A full 69 percent of those polled by the gfs.bern institute said they were in favour of making same-sex marriage legal, in a move that would finally bring the small Alpine nation in line with much of Europe on same-sex rights.
After years of debate and discussion, the Swiss parliament approved a bill last December allowing same-sex couples to marry.
But the bill was challenged under Switzerland’s direct democratic system, with opponents gathering more than the 50,000 signatures needed to put the issue to a referendum, set to be held on September 26.
According to the survey of more than 22,400 eligible voters conducted between August 2 and 16, some 29 percent of respondents said they were opposed to the law change, while only two percent said they remained undecided.
The poll showed that members of some Christian congregations and supporters of the populist right wing Swiss People’s Party — Switzerland’s largest political party — were the most likely to oppose legalising same-sex marriage.
Same-sex couples can already register a civil partnership in Switzerland, with around 700 such partnerships established each year.
However, this status does not provide the same rights as marriage, including for obtaining citizenship and the joint adoption of children.

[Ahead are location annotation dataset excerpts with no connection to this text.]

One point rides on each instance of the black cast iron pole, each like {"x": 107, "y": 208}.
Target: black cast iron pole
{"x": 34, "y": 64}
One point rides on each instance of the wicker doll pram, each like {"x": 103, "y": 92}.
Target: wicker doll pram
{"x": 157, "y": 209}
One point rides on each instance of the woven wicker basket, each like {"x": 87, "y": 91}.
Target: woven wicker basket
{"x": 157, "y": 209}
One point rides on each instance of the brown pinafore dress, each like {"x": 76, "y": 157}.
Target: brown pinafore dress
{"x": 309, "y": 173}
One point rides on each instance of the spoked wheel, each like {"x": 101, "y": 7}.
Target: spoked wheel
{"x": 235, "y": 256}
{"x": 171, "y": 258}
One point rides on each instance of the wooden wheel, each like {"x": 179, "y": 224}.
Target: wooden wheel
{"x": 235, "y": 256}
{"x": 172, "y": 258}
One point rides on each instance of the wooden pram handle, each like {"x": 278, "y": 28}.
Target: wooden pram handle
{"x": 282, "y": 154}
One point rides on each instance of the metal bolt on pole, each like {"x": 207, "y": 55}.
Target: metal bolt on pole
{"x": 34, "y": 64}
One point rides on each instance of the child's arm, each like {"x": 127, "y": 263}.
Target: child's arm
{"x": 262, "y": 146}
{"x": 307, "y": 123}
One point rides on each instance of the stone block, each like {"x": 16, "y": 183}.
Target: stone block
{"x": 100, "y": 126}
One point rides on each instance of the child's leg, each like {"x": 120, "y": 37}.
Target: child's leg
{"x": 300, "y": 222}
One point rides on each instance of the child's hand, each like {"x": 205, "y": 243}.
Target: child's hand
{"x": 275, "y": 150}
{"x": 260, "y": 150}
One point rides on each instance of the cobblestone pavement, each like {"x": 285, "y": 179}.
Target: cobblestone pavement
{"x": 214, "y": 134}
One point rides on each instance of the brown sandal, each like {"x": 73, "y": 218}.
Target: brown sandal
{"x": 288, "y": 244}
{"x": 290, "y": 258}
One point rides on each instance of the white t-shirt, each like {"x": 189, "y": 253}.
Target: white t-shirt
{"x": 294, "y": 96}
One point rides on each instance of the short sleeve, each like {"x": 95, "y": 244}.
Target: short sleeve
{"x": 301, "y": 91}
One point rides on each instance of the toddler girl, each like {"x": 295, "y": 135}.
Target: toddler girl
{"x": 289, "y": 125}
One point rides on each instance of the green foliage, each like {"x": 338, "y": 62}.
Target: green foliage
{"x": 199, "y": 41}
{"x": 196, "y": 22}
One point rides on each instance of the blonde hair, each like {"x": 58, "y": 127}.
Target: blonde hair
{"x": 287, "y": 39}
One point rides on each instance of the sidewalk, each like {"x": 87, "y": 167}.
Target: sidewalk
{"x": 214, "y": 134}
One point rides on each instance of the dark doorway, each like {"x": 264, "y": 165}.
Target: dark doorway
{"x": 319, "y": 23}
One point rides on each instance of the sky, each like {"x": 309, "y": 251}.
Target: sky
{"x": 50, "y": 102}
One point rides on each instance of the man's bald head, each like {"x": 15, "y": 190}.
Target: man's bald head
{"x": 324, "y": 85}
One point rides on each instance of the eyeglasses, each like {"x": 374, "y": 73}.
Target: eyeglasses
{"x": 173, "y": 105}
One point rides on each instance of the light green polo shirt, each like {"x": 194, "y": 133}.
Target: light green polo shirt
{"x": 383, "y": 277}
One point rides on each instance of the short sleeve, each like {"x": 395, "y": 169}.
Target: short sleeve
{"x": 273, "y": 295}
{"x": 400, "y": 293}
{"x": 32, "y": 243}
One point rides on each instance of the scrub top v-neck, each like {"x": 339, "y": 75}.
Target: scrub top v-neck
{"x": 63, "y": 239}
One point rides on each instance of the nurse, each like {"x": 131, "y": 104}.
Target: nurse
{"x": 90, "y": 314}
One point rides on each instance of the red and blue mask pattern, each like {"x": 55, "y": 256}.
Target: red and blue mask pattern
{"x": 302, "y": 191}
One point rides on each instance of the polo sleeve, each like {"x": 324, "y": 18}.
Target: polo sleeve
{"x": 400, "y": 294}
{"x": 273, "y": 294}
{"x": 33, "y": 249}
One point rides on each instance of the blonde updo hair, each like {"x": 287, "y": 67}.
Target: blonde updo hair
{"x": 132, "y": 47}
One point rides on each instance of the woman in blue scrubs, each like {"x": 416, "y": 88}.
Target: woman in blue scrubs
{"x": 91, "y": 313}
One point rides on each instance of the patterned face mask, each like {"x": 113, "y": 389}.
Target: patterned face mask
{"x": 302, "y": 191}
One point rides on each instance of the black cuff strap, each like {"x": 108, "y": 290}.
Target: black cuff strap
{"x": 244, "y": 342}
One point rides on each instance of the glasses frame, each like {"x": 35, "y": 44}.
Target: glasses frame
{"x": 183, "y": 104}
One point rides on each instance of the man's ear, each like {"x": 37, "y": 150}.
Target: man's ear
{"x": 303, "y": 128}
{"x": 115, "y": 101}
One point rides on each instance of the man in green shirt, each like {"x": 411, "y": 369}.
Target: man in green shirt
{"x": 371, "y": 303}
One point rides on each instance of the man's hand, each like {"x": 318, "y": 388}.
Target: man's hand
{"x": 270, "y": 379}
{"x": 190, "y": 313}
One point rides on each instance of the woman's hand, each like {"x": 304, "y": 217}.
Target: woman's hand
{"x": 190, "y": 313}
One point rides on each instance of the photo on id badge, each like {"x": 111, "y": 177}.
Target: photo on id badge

The government and parliament have urged voters to back the “marriage for all” initiative at the polls, and to eliminate the current “unequal treatment” between heterosexual and gay couples.
If approved, the law change will allow gays and lesbians to marry in civil ceremonies, and provide them with the same rights as other married couples.
Foreign spouses in same-sex relationships will become eligible to apply for citizenship through a simplified procedure, and same-sex couples will be permitted to jointly adopt. Lesbian couples will also have access to sperm donations.